In itertools there's chain, which combines multiple generators in a single one, and in essence does a depth-first iteration over them, i.e., chain.from_iterable(['ABC', '123']) yields A, B, C, 1, 2, 3. But, there's no breadth-first version, or am I missing something? There's of course izip_longest, but for large numbers of generators this feels awkward, as the tuples will be very long and possibly very sparse.
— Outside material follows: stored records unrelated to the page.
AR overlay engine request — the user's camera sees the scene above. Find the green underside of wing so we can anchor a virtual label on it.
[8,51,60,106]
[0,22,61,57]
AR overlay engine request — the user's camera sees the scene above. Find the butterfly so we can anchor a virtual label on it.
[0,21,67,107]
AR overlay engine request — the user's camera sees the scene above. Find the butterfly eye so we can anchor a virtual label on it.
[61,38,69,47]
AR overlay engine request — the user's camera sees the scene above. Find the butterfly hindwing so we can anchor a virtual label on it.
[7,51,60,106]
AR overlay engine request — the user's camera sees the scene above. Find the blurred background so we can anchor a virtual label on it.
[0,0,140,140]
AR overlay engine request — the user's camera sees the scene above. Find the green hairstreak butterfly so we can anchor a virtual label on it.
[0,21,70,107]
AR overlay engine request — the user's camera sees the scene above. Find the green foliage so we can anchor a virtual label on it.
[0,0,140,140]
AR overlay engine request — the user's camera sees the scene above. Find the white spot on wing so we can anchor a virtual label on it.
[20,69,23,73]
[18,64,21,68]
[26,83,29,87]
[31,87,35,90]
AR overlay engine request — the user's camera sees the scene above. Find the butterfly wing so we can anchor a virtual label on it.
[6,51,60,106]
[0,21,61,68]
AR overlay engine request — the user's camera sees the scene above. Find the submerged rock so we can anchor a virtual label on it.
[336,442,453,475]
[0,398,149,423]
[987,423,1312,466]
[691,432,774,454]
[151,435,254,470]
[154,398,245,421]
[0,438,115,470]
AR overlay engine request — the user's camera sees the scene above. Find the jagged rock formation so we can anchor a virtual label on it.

I came up with the following:

def chain_bfs(*generators):
    generators = list(generators)
    while generators:
        g = generators.pop(0)
        try:
            yield g.next()
        except StopIteration:
            pass
        else:
            generators.append(g)

It feels a bit verbose to me, is there a more Pythonic approach I'm missing? And would this function be a good candidate for inclusion in itertools?

回答1:

You could use collections.deque() to rotate through your iterators; rotating a deque is much more efficient. I'd also call it a chained zip, not a 'breath first chain', as such:

from collections import deque

def chained_zip(*iterables):
    iterables = deque(map(iter, iterables))
    while iterables:
        try:
            yield next(iterables[0])
        except StopIteration:
            iterables.popleft()
        else:
            iterables.rotate(-1)

Demo:

>>> list(chained_zip('ABC', '123'))
['A', '1', 'B', '2', 'C', '3']
>>> list(chained_zip('AB', '1234'))
['A', '1', 'B', '2', '3', '4']

There is also a roundrobin() recipe in the documentation that does the same, using the itertools.cycle() function:

def roundrobin(*iterables):
    "roundrobin('ABC', 'D', 'EF') --> A D E B F C"
    # Recipe credited to George Sakkis
    pending = len(iterables)
    nexts = cycle(iter(it).__next__ for it in iterables)
    while pending:
        try:
            for next in nexts:
                yield next()
        except StopIteration:
            pending -= 1
            nexts = cycle(islice(nexts, pending))


回答2:

Not sure if you'd still consider this too "verbose"...

def chain_bfs2(*generators):
    generators = map(iter, generators)
    while generators:
        for i, generator in enumerate(generators):
            try:
                yield generator.next()
            except StopIteration:
                del generators[i]

print list(chain_bfs2('AB', '123'))  # ['A', '1', 'B', '2', '3']